NA SILVIA CINTRA + BOX 4
Três
anos depois de sua primeira individual na Galeria Silvia Cintra, Ipanema,
Rio de Janeiro, RJ, Maria Klabin retorna para nova mostra de trabalhos
inéditos no mesmo espaço e na Box 4. A exposição marca a volta da artista ao
desenho e à pintura. O trabalho de Maria Klabin "trata do limite que existe
entre as diferentes mídias. É através desse limite que o trabalho começa a
ser construído, ora é um desenho que aparece através de uma fotografia, ora
um vídeo que na realidade é uma pintura, etc...". Na parte central da
exposição destaca-se cinco pinturas (painéis de madeira, cada um mede
120x180cm) que a artista considera esboços de desenhos, como se tivessem
sido feitos em folhas de um caderno, complementados por uma série de 12
pequenos desenhos: cenas de praia, figuras humanas e objetos cotidianos
ilustram esse novo momento.
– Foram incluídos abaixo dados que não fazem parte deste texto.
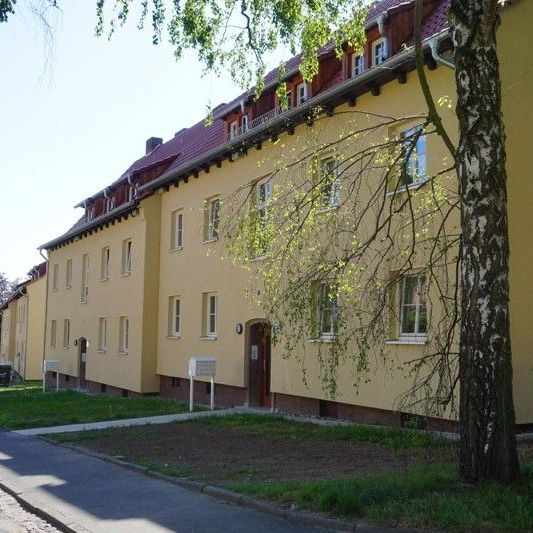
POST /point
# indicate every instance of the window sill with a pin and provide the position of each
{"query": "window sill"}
(411, 187)
(416, 341)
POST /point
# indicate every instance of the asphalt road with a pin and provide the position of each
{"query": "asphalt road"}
(88, 494)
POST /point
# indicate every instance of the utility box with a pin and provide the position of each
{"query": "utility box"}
(202, 366)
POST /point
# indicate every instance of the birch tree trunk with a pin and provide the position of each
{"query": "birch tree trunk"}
(487, 420)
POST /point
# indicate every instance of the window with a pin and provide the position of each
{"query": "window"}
(210, 307)
(211, 219)
(53, 333)
(84, 278)
(66, 332)
(264, 197)
(126, 257)
(174, 321)
(102, 334)
(329, 184)
(413, 306)
(124, 334)
(302, 93)
(234, 129)
(414, 149)
(358, 64)
(68, 274)
(104, 268)
(176, 236)
(55, 278)
(328, 311)
(379, 51)
(244, 123)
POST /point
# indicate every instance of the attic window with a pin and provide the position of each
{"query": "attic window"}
(379, 51)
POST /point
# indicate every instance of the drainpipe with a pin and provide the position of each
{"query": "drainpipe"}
(45, 307)
(433, 45)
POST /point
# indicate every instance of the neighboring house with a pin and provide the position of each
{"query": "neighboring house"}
(138, 285)
(23, 325)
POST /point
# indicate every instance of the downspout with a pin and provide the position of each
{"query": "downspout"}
(45, 305)
(433, 45)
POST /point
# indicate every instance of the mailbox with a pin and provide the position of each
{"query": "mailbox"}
(202, 366)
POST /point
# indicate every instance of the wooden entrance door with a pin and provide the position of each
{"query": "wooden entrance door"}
(82, 383)
(259, 364)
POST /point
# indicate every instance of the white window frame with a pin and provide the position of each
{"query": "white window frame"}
(175, 316)
(176, 236)
(414, 165)
(66, 333)
(68, 274)
(104, 267)
(102, 334)
(378, 59)
(212, 219)
(302, 93)
(327, 333)
(331, 199)
(53, 333)
(127, 246)
(421, 281)
(358, 64)
(124, 334)
(84, 278)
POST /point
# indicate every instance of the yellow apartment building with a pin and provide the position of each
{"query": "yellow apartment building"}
(23, 325)
(142, 282)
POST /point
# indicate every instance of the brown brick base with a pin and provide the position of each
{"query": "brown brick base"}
(298, 405)
(178, 389)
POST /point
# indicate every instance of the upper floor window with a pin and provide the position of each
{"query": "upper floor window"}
(329, 184)
(104, 268)
(234, 129)
(68, 274)
(211, 219)
(379, 51)
(358, 64)
(328, 311)
(174, 322)
(126, 257)
(414, 151)
(413, 305)
(302, 93)
(176, 236)
(84, 278)
(55, 277)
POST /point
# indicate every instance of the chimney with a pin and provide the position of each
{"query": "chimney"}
(152, 143)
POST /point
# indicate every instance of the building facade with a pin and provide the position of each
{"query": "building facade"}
(142, 282)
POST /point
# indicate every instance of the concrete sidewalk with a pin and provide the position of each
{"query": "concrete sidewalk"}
(124, 422)
(86, 494)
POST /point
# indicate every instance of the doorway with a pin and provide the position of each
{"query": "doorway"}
(259, 364)
(82, 350)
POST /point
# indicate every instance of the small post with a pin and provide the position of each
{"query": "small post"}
(191, 395)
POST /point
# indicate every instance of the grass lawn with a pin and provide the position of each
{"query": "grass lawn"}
(25, 406)
(388, 476)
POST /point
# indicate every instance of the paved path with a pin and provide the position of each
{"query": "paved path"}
(88, 494)
(15, 519)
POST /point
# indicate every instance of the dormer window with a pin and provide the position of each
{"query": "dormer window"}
(358, 64)
(244, 123)
(302, 93)
(379, 51)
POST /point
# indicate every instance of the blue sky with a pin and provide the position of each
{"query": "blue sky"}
(72, 122)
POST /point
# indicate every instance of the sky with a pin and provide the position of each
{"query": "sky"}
(73, 119)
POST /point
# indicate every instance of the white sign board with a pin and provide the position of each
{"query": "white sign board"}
(51, 365)
(202, 366)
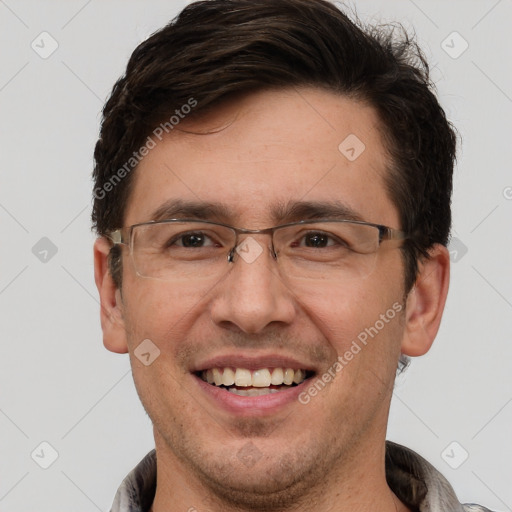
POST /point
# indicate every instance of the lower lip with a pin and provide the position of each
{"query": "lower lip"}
(252, 405)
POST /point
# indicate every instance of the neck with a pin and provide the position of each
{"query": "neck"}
(359, 486)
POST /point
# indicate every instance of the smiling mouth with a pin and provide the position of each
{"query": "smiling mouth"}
(244, 382)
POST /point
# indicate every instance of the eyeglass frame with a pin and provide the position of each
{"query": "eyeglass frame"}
(385, 232)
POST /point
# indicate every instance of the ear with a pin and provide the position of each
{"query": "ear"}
(425, 302)
(112, 323)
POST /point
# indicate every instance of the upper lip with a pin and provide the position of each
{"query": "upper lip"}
(252, 362)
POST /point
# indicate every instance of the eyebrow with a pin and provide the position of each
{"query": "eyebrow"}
(281, 213)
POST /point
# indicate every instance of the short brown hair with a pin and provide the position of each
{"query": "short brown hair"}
(216, 49)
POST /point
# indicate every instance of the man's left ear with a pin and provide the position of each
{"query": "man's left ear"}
(425, 302)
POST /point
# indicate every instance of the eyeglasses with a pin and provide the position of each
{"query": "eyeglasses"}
(187, 249)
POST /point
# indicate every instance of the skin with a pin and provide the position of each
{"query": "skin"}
(254, 153)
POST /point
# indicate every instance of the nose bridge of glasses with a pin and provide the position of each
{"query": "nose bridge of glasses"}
(247, 245)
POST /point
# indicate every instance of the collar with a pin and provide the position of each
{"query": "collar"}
(414, 480)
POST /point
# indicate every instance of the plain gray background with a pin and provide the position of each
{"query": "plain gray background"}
(58, 384)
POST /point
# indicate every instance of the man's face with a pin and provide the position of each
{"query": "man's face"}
(266, 151)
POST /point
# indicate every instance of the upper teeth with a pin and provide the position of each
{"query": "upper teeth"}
(261, 378)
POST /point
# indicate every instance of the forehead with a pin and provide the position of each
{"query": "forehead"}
(265, 152)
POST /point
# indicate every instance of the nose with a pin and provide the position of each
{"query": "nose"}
(253, 294)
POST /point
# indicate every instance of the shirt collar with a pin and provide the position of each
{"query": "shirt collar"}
(414, 480)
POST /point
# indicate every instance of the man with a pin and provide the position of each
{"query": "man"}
(272, 198)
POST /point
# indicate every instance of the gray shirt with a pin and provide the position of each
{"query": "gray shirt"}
(414, 480)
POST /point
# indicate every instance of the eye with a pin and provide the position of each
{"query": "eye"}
(196, 239)
(319, 240)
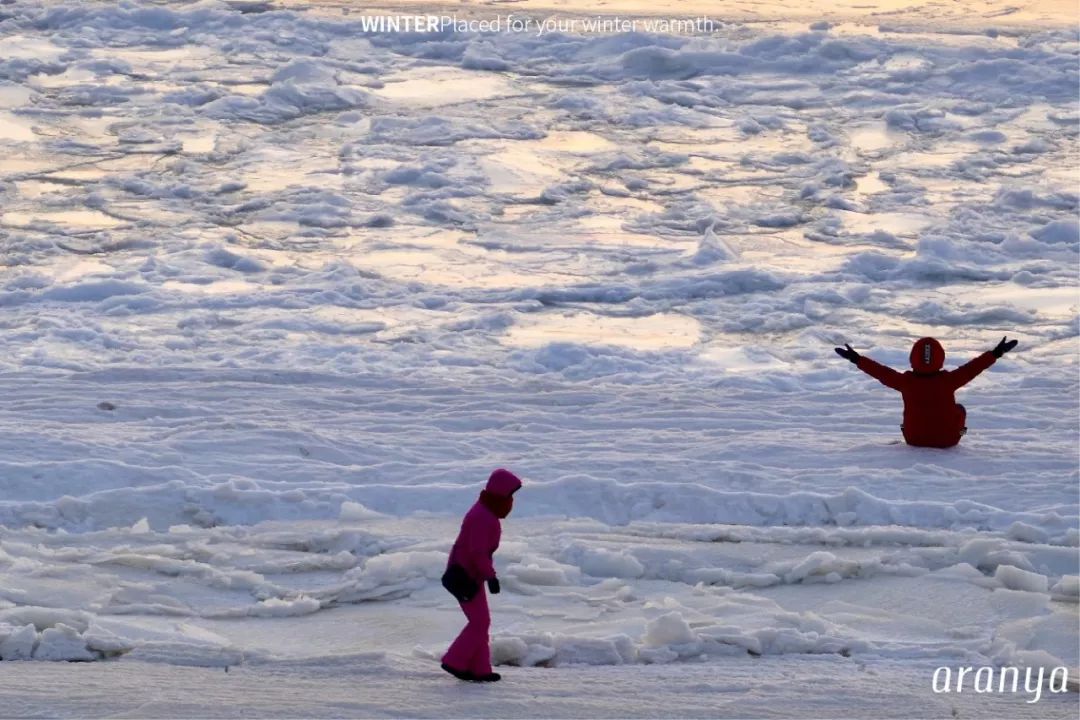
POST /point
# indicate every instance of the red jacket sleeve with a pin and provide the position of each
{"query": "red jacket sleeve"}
(882, 374)
(970, 370)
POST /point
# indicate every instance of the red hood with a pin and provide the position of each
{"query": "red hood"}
(927, 355)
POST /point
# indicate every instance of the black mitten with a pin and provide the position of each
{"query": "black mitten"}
(848, 354)
(1003, 348)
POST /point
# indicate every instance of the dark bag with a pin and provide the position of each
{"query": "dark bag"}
(459, 584)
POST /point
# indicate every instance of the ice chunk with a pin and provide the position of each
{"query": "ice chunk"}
(1021, 580)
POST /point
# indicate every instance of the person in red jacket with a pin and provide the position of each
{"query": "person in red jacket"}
(932, 417)
(469, 567)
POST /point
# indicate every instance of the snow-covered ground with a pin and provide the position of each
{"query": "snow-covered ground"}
(278, 293)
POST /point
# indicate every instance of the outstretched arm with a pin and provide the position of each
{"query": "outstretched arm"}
(882, 374)
(970, 370)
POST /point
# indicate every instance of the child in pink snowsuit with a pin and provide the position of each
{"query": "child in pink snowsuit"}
(470, 656)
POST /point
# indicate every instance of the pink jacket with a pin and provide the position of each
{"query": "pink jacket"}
(481, 530)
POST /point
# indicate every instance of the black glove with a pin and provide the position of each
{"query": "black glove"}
(848, 354)
(1003, 348)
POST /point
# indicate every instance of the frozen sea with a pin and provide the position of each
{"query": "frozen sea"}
(278, 293)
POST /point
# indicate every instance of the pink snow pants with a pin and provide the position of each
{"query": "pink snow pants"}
(471, 652)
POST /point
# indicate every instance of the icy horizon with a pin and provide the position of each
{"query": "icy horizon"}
(280, 291)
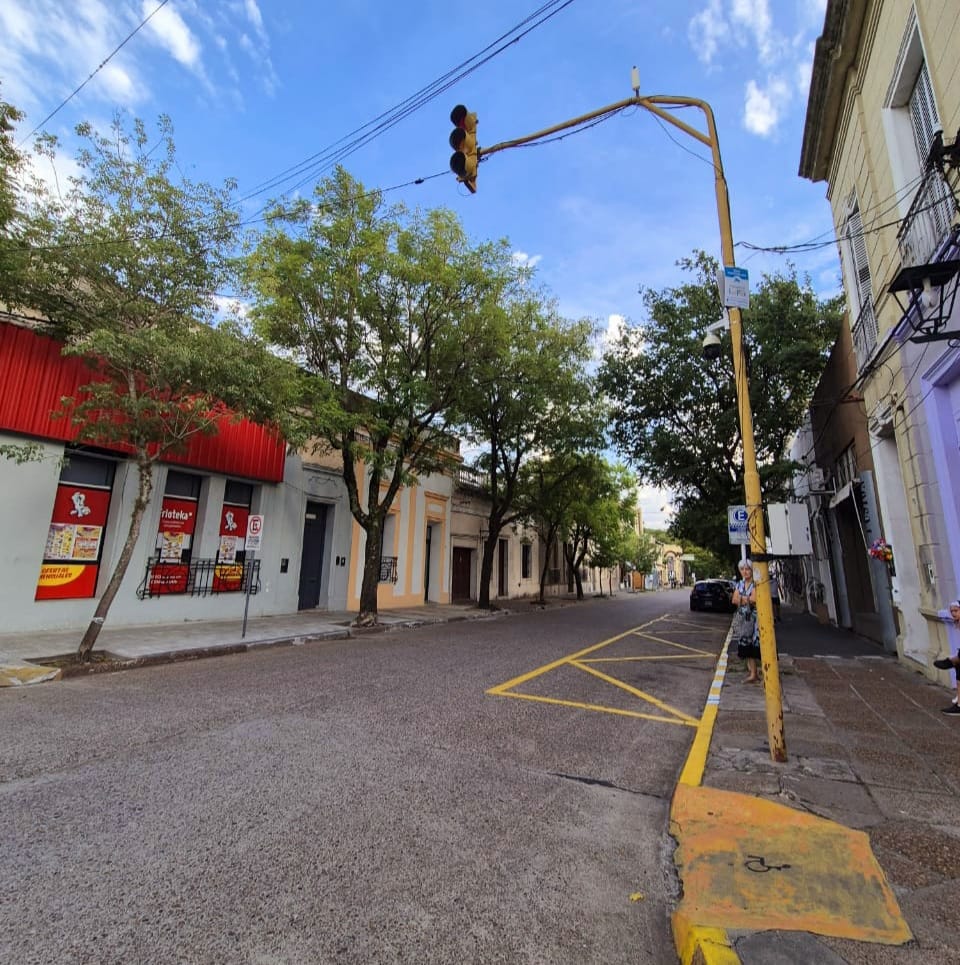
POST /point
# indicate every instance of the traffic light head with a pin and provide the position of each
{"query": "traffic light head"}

De 28 de agosto a 20 de setembro.
E CAO GUIMARÃES
O
Museu de Arte da Pampulha, MAP, Belo Horizonte, MG, inaugura em 30 de
agosto, as exposições de Adriana Varejão (foto) e Cao Guimarães. No Salão
Nobre, Adriana Varejão apresenta três desenhos e oito pinturas realizadas
entre 2002 e 2007. Dentre as pinturas selecionadas estão Green Sauna, O
Chinês, O Voyeur, e O Predileto, a maioria, em grande formato. Diz Adriana
Varejão sobre seus trabalhos:"Na série das Saunas, a pintura sai do campo
conceitual de referências iconográficas históricas e passa para o campo do
sensível. Esses ambientes são atemporais. Mas são obras figurativas, que
aliam figuração à geometria. Trabalham questões inerentes à pintura, como
cor, composição, perspectiva… Estas obras dialogam com a arquitetura e o
espaço, mas de maneira virtual. São espaços projetados. Busco inspiração nos
botequins, nos hammams, nas piscinas, matadouros, banheiros, hospitais." Já
o artista plástico e cineasta Cao Guimarães ocupa o mezanino e o auditório
do MAP com três séries de fotografias e dois vídeos. Um destes, O Sonho da
Casa Própria, é um curta-metragem de 14 minutos e foi preparado
especialmente para esta exposição: um registro de uma cerimônia de casamento
entrecortado com cenas de arquitetura urbana. A trilha da obra é assinada
por O Grivo, coletivo mineiro que participa da próxima Bienal de São Paulo.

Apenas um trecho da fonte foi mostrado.